The patients’ fear for dislocation has been emphasized (up to 80%) in previous literature [8]. In addition, the female patients in this study changed their preferred sexual positions after THA in non-recommended positions, mostly due to difficulties with the leg position [8]. Unknown is if this would lead to more dislocations of the prosthesis more easily. We had expected to find an association between the preferred technique and the surgeons’ advice concerning the waiting time before resuming intercourse, however, we did not. One third of the respondents indicated that resuming was permitted whenever the patient felt ready, and this was unrelated to the surgical technique. This seems in line with a recent review stating that “a more liberal lifestyle restrictions and precautions protocol will not lead to worse dislocation rates, but instead will lead to earlier and better resumption of activities and higher patient satisfaction” [24].

To the best of our knowledge there are no studies focused on dislocation caused by intercourse and positions. Compared to 20% (n = 254) of the USA surgeons [10], in our study a surprisingly low proportion of respondents reported being aware of at least one patient experiencing THA dislocation during sexual activity (7.4%). Only one study has determined –theoretically, based on MRI, 3D studies, and animations- which sexual positions pose the greatest risk for impingement and thus for dislocation of the prosthesis [25]. Notwithstanding this, we asked surgeons if they would inform the patient about the risk for dislocation during sexual activity in case they noted during surgery that the stability of the prosthesis was suboptimal. Previous literature suggests that, in the event of instability patients should be informed about which sexual positions to avoid [1]. However, more than two thirds of respondents stated they would not inform the patients, or only if patients were to ask about it. Obviously, the majority of respondents reported that they routinely provide their patients with general information on how to prevent dislocation; probably supposing their patients can translate this into knowledge about safe sexual positions themselves. Therefore, it remains uncertain if indirect information puts patients into risk. Although, in the twentieth century, communication about SF still is difficult (from the perspective of both surgeon and patient), surgeons should look for standardized ways to provide patient-information and tailor-made advice both, before and after surgery. In line with this, we believe that evaluating SF by means of PROMs could help to encourage surgeons to address SF, and will shed light on this under-recognized issue in orthopaedic practice.

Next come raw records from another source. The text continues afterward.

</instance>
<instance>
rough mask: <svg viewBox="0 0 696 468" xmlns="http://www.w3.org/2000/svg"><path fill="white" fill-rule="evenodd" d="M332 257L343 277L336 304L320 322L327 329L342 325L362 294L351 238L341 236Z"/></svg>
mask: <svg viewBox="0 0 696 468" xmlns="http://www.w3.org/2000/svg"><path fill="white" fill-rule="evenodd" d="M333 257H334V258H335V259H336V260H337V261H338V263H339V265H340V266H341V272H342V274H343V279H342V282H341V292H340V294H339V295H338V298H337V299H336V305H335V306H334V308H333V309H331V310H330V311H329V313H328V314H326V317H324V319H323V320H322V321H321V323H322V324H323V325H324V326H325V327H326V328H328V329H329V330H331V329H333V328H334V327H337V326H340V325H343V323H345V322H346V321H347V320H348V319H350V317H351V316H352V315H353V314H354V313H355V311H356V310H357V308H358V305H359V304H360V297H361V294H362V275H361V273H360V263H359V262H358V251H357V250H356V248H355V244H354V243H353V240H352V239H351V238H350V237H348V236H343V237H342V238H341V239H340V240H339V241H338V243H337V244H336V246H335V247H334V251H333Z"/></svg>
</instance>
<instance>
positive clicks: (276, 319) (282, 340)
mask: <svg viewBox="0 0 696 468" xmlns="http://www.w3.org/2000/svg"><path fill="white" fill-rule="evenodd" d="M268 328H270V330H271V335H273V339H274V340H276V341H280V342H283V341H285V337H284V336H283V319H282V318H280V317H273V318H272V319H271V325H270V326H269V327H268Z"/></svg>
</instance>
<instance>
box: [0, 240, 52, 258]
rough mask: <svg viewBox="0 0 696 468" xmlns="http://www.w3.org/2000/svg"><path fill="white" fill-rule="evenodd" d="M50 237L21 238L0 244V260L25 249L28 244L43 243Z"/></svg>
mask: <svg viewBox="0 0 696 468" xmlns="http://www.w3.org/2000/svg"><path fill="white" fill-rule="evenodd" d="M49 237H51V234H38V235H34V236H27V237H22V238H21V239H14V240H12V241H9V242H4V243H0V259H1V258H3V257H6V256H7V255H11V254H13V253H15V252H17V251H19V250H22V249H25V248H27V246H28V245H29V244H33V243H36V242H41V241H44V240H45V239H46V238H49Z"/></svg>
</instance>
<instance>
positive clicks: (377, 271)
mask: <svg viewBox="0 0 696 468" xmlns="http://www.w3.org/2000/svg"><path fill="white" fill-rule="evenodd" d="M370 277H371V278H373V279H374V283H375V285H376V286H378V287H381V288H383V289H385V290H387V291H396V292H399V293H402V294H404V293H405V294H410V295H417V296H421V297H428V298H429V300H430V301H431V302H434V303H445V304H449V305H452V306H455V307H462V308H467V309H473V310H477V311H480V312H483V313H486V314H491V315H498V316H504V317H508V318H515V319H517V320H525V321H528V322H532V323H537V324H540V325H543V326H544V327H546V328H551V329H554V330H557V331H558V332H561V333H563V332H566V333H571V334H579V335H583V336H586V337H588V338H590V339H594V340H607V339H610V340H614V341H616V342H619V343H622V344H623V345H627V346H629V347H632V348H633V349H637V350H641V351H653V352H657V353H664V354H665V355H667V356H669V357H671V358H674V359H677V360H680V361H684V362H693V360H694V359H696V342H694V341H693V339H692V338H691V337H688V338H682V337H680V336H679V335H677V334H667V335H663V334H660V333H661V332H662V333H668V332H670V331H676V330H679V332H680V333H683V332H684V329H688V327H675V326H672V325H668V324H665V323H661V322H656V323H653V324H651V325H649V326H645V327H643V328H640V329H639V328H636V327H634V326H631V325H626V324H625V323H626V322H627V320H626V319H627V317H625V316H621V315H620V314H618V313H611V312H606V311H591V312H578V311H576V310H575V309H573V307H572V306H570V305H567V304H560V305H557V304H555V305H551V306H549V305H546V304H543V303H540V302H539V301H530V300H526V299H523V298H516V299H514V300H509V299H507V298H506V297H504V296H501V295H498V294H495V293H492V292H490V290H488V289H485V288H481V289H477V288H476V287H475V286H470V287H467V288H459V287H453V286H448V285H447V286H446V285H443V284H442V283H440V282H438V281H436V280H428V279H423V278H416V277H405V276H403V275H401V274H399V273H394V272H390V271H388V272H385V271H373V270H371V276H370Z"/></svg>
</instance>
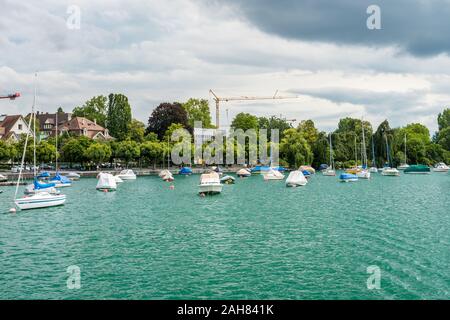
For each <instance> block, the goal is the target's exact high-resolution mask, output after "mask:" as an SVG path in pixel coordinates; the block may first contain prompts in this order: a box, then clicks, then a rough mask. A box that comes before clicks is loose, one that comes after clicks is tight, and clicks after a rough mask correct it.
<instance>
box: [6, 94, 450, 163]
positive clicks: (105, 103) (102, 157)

Despite research, which suggests patients want more information and discussion with their surgeons about SF and hip replacement surgery, the majority of Dutch orthopaedic surgeons surveyed appear to not address this need. Our research did however show that addressing SF increases throughout a surgeon’s career. It was also clear that the age of both, the surgeon and patient influences this discussion. Surgeons’ views were divergent and there was no “common advice” about safe resumption of sexual activity. The results emphasize the need for further research and guidance for surgeons and their team in order to encourage addressing SF both, before and after THA.

HA, hip (osteo)arthritis; IQRs, interquartile ranges; PROMs, patient-reported outcome measures; SD, sexual dysfunction; SF, sexual function; SQoL, sexual quality of life; THA, total hip arthroplasty; VAS, visual analogue scale.